Dei 750 miliardi del Next generation Eu, circa un terzo sono destinati all’Italia, purché rispetti una serie di condizioni. Lo stiamo facendo?
Si e no. Dei 51 target da raggiungere entro fine anno sono stati attuati solo 29. Ne mancano 22. Non certo perché il Governo è stato con le mani in mano. I provvedimenti adottatati da Draghi da metà febbraio sono stati 549, ma le lungaggini che rallentano la piena implementazione delle nuove norme sono tante. Gran parte delle decisioni sono state prese con leggi che delegano al Governo l’emanazione di decreti attuativi.
Secondo dati di Openpolis, a fine settembre mancavano all’appello 149 provvedimenti, il 64,8% dei quali relativi ad atti di competenza del Governo Draghi. Ma c’è anche un arretrato relativo ad altre norme varate prima dell’insediamento dell’attuale esecutivo.

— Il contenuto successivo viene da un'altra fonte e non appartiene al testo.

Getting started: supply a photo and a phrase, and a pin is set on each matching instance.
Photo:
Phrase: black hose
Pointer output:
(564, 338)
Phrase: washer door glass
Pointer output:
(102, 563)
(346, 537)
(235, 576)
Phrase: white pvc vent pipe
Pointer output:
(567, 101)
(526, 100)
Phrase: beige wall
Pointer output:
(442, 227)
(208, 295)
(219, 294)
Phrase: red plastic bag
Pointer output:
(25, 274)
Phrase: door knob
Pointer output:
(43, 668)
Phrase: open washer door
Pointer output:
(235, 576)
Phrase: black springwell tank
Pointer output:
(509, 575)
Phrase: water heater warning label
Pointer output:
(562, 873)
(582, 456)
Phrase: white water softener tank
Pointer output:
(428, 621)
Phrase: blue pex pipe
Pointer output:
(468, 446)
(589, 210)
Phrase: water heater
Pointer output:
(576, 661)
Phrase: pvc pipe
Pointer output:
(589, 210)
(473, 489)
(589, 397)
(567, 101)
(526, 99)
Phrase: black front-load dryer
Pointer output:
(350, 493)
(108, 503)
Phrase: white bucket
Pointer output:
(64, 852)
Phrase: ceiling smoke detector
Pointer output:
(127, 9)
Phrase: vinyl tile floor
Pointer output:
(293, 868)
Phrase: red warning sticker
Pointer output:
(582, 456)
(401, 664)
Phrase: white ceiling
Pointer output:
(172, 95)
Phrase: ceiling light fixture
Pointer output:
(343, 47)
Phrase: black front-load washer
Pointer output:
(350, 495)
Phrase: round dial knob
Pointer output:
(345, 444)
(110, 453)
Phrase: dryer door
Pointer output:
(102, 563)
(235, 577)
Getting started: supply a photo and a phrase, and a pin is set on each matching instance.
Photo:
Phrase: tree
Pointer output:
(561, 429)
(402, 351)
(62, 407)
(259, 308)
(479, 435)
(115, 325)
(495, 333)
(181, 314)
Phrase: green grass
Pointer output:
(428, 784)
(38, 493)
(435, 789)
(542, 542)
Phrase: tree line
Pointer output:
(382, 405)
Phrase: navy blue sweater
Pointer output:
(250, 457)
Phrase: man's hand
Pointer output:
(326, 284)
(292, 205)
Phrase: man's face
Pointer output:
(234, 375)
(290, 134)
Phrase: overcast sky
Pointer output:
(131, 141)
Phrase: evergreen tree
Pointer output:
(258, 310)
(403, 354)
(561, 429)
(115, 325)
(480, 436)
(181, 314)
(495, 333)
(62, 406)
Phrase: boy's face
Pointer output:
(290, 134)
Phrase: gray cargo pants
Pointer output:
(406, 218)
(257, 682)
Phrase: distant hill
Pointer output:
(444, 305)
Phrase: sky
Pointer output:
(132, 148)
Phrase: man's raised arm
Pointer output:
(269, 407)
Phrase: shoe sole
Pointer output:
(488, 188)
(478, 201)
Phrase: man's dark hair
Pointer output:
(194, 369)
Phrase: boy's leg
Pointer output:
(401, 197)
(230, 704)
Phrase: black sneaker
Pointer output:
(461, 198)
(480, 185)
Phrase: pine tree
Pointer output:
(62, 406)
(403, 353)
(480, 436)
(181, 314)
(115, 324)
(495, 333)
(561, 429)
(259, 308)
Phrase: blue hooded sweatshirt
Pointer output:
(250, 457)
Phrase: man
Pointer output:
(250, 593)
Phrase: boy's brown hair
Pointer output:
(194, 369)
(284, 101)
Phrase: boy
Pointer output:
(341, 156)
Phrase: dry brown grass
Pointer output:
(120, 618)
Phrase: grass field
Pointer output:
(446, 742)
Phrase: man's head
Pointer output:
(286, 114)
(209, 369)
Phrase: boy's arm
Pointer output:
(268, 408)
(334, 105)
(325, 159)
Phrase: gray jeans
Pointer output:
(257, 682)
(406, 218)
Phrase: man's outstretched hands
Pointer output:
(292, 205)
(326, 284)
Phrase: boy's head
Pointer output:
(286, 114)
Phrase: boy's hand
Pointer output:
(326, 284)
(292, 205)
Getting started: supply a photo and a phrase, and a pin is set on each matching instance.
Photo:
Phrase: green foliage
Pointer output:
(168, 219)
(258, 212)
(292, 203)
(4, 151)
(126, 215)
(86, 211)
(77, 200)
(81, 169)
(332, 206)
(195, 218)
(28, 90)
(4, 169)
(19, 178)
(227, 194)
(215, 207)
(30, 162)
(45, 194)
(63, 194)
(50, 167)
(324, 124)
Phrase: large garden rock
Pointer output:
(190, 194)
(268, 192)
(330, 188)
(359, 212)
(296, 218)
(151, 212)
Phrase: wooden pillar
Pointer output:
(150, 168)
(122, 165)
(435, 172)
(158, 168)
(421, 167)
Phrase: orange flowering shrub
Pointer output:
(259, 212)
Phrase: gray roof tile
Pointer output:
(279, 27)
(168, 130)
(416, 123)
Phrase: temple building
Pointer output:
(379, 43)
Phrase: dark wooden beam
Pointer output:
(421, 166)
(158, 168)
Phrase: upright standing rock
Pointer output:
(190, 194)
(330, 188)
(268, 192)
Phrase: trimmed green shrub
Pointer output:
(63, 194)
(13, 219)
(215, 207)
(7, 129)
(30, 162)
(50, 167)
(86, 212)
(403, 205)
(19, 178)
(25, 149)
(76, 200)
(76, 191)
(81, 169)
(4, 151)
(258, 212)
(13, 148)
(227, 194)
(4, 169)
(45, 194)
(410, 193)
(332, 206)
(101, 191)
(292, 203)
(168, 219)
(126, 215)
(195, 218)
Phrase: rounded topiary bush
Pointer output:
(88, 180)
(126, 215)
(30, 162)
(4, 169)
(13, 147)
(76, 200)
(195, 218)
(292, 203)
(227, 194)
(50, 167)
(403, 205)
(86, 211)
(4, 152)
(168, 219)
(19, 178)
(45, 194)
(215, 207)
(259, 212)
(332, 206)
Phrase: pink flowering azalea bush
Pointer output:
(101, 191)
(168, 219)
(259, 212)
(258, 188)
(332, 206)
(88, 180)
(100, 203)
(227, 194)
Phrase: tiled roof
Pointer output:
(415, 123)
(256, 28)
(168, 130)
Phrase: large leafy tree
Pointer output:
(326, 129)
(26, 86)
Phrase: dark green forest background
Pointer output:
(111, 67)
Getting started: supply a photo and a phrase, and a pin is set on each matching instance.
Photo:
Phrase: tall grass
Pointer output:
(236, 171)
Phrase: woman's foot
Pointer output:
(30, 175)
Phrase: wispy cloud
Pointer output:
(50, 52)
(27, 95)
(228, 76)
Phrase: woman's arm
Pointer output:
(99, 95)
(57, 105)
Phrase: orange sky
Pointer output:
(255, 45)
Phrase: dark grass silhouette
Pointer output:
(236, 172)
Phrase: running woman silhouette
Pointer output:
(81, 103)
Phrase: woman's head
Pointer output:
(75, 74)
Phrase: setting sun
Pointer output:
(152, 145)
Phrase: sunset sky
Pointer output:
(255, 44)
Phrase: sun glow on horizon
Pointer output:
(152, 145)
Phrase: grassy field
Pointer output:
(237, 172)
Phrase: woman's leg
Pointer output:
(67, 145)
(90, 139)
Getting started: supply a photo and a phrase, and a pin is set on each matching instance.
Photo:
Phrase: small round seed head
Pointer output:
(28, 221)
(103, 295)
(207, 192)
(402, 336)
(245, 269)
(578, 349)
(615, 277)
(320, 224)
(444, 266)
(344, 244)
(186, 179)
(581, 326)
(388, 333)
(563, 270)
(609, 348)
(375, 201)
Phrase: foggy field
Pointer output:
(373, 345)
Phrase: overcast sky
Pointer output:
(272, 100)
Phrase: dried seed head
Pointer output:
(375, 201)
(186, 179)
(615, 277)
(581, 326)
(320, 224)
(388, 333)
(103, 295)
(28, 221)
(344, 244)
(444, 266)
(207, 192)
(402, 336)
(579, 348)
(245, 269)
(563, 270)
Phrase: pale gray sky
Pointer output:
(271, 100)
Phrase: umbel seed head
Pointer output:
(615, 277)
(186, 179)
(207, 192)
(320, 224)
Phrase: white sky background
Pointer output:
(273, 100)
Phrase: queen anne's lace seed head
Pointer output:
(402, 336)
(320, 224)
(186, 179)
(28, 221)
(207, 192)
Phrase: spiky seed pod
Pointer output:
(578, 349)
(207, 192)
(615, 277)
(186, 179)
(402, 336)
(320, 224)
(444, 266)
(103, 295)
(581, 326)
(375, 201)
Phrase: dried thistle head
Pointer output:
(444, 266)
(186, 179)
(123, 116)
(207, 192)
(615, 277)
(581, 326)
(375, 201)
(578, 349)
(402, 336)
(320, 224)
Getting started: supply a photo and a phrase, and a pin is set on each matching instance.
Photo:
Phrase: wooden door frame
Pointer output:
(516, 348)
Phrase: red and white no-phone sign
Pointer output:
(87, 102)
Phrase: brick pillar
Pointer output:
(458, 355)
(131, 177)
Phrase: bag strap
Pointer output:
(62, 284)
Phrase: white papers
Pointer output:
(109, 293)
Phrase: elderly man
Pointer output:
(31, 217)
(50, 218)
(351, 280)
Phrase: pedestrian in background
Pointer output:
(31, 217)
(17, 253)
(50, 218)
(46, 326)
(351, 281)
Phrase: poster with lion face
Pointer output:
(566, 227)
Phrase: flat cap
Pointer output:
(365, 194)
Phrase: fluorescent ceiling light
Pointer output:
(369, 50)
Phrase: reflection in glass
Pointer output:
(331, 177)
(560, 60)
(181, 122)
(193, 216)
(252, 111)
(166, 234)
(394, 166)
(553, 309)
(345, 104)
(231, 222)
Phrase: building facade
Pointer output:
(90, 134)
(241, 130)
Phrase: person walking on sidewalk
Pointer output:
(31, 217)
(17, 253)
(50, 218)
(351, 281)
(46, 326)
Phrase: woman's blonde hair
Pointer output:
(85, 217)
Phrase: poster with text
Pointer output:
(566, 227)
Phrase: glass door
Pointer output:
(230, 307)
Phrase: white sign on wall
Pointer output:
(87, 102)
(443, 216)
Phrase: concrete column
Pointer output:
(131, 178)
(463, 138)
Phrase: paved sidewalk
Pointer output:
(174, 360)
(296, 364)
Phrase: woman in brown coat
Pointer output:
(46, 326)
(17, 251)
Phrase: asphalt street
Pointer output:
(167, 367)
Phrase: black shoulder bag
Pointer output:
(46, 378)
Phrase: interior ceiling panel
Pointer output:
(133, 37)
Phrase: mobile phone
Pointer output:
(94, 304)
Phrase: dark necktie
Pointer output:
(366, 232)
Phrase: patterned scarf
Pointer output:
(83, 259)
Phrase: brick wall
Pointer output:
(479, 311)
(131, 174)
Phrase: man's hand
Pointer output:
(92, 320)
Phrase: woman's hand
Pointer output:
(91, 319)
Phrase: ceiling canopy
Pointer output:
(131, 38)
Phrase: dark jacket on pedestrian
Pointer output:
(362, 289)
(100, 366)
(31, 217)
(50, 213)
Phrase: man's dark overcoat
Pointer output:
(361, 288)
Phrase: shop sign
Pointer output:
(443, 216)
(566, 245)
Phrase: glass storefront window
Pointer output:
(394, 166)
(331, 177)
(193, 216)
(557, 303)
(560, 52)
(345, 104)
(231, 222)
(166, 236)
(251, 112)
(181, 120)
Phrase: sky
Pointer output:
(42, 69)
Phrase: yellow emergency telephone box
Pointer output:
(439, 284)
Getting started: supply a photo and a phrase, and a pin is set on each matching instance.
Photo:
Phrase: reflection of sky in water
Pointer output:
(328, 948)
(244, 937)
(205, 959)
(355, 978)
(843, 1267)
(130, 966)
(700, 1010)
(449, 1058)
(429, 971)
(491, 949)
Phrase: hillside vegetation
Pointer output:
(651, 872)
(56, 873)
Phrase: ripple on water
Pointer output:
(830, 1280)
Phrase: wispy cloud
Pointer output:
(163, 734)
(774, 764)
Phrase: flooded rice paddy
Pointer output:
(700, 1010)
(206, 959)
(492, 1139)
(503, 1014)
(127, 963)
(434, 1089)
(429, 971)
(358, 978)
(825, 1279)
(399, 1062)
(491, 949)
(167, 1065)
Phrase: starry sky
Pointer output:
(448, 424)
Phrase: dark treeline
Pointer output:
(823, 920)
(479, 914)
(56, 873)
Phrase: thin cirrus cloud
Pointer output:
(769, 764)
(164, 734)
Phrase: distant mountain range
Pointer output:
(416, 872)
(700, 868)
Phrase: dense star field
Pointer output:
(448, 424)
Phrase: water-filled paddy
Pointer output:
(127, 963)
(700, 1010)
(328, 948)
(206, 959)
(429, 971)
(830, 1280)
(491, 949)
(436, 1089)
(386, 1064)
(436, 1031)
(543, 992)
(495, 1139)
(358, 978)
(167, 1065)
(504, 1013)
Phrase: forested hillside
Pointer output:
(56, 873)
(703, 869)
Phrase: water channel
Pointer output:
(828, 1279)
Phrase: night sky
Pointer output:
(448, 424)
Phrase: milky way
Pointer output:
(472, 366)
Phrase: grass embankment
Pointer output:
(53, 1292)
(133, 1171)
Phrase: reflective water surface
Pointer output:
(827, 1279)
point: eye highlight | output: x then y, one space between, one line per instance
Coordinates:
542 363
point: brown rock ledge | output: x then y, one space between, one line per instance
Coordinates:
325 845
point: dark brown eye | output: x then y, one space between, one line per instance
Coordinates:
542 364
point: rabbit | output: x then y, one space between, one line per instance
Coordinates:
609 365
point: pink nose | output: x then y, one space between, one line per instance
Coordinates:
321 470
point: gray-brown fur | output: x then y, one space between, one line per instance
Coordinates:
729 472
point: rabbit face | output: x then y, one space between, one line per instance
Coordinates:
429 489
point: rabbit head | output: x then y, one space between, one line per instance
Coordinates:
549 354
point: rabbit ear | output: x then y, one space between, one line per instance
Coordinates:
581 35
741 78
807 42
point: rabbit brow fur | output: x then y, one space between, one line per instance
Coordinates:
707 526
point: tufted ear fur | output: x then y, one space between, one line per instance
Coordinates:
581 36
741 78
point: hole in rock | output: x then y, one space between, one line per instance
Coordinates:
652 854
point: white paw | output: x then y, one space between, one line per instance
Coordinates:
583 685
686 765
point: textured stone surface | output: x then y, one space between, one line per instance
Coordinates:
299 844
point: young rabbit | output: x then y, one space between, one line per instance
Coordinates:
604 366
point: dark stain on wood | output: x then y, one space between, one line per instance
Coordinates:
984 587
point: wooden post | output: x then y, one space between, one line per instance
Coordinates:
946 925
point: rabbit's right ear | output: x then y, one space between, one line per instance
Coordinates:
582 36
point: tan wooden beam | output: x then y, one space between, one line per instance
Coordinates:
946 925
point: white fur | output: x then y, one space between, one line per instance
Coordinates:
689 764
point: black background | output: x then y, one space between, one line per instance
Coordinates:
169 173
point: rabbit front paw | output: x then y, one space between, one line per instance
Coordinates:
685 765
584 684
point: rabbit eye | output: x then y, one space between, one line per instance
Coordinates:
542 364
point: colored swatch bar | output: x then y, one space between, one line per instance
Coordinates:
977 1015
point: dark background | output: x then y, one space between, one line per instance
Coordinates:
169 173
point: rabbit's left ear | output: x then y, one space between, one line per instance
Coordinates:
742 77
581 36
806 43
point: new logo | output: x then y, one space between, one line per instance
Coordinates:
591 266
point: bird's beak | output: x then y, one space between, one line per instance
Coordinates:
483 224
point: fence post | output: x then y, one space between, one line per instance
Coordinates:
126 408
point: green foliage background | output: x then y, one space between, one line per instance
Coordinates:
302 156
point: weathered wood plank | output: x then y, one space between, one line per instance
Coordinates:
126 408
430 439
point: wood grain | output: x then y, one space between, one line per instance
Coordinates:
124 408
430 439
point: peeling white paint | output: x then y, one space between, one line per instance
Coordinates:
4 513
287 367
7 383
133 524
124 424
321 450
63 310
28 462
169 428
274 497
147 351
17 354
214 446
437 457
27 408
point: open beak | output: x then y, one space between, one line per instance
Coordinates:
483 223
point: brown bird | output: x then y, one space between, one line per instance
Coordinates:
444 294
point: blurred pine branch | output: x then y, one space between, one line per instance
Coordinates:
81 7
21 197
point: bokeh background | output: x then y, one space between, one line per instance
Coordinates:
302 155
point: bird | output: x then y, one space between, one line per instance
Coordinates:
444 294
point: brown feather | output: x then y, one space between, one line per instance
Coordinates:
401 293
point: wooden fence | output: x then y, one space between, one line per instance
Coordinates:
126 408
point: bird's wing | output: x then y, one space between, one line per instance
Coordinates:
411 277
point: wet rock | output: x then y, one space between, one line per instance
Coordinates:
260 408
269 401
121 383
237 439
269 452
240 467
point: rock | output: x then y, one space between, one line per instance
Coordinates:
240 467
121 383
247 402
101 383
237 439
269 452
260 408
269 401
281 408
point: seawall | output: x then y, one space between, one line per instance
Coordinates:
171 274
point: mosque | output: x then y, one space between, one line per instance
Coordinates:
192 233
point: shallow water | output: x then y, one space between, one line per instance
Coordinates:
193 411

In agguato c’è ora la Legge di Bilancio che sicuramente allungherà l’elenco dei decreti da scrivere dopo la sua approvazione.
Ma non è solo questione di ritardi, che potrebbero essere recuperati facendo lavorare i Ministeri a marce forzate. C’è anche un problema di contenuti che non sempre soddisfano l’Europa, come nella legge sulla Concorrenza, e di altre riforme il cui vero contenuto lo si conoscerà solo leggendo i decreti attuativi.
In pratica l’Europa volendo potrebbe essere più severa con l’Italia. Ma finché c’è Draghi si fida, lascia correre su alcuni dettagli, in pratica chiude un occhio.
Ma se Draghi salirà al Quirinale? L’Europa potrebbe continuare a fidarsi di un Presidente del Consiglio su cui garantisce Draghi? Forse. Ma quando ci saranno le elezioni politiche il quadro cambierà. Se vincerà uno schieramento o l’altro ci sarà un governo politico il cui Presidente risponderà direttamente all’Europa. Cosa succederà è imprevedibile. Possiamo facilmente immaginare quanti occhi chiuderebbe l’Europa se presidente del Consiglio fosse, per dire, Salvini. Di questo dovrebbero tener conto gli strateghi che progettano le manovre per la Presidenza della Repubblica.